Dommengang

On their third album Dommengang still navigate the causeway between psychedelic blues and the frayed edges of harder rock, but this time they’ve added a looseness to their sound that breaks the lash that held them to a more regimented past. While they used to bump into the bluster of metal, this time around they’re cooling their sound into something more cosmic, and it feels like the piece of the puzzle they’d long been missing. Tim Green, again at the boards, gives the album a spaciousness that floats on the air like steam n’ sweat in the crisp morning air. The album is perched in permanent golden hour hues, with the songs coming on like a third beer swagger that melts the weight of week away.

That cosmic crash doesn’t crest too early. The band opens with “Sunny Day Flooding,” which ties the knot between last year’s Love Jail and the new album’s woollier ways. Then they ease into the tangerine drip of guitars on the back end of “Earth Blues.” Just towards the last solo you can feel the band loosen. It’s a respite before they kick the crunch back on but there’s a collective sigh between the notes. Sig Wilson’s playing on this one is his best yet, burning ether and ozone, getting lost in the smoke curls for more than a moment. The last album evoked the West, and the band’s move towards L.A., but this one embraces the desert as well as the lusher confines of the coast. There’s a touch of Big Sur in the gnarled drags on “Kudzu.” It’s a relief that tumbles down in a gush of guitar, quenching the soul of the parched sounds of their past.

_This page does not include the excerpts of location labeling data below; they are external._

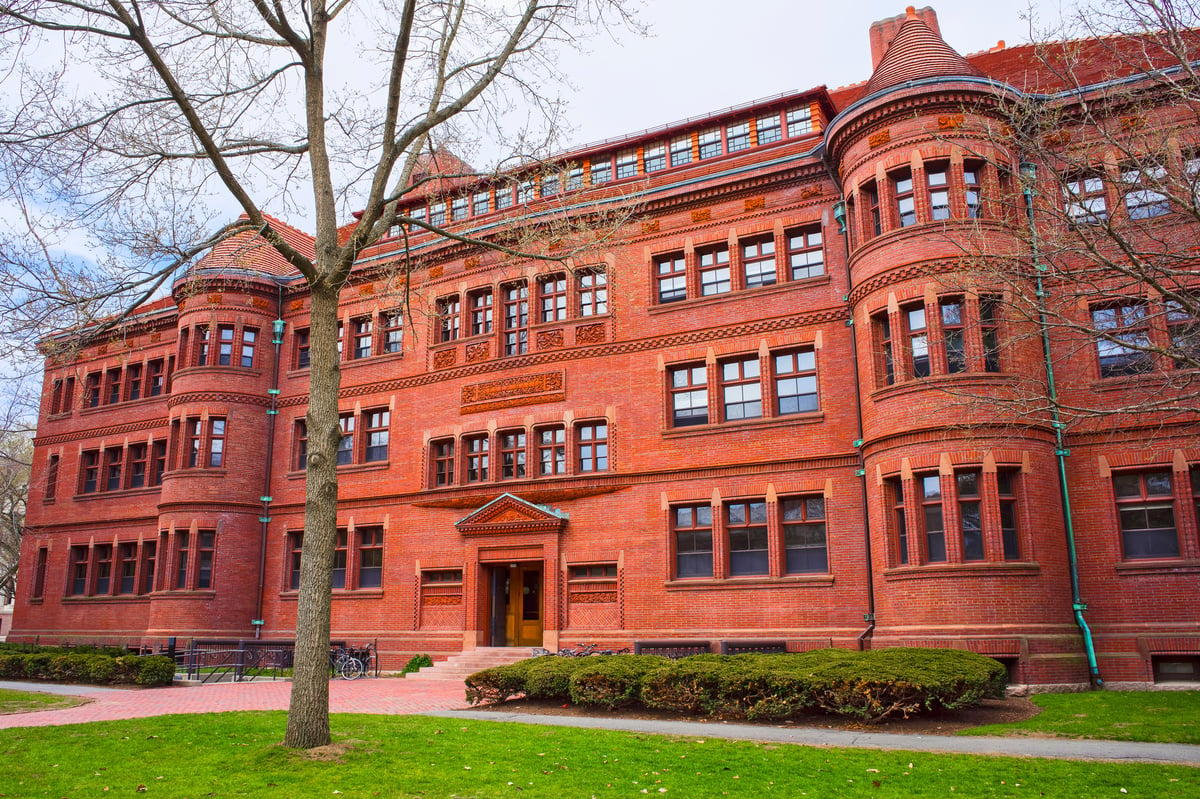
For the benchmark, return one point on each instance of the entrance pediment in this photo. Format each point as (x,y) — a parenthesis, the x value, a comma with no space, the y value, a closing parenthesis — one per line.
(508,514)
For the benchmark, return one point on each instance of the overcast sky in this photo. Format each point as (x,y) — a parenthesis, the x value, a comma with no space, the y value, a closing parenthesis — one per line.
(705,55)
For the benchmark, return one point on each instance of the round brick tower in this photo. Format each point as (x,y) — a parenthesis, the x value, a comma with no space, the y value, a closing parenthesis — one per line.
(965,518)
(213,502)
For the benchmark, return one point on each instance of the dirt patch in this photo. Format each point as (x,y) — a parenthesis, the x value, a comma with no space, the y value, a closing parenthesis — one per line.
(990,712)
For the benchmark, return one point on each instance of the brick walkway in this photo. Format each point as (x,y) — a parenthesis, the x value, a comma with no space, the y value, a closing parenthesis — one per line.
(382,696)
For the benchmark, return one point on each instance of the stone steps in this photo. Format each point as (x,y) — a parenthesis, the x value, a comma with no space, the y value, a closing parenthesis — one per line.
(459,666)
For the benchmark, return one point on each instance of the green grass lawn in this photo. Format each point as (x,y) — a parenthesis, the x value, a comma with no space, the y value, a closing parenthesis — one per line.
(1155,716)
(237,755)
(27,701)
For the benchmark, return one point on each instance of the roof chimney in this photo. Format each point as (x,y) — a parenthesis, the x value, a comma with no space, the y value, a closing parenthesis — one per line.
(885,30)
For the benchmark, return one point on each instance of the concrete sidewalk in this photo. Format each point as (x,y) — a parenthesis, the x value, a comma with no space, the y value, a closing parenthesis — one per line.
(1051,748)
(447,700)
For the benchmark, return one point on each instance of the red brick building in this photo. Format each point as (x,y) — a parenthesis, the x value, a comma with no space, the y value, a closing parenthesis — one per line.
(739,421)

This, along with the Crazy Horse burn that permeates and pounds through the heart of “Jerusalem Cricket,” gives the band a wild-eyed, crooked grin gravitas that they embody with ease. As Dommengang crunch into the loose gravel groove of the latter half of No Keys they position themselves to embrace the crux between David Nance, Chris Forsyth, and Endless Boogie. It’s a welcomed shift and one I hope they continue to mine for more material. That said, even with No Keys acting as an album in transition, the moments that burn bright tend to light up the horizon with a most inviting glow.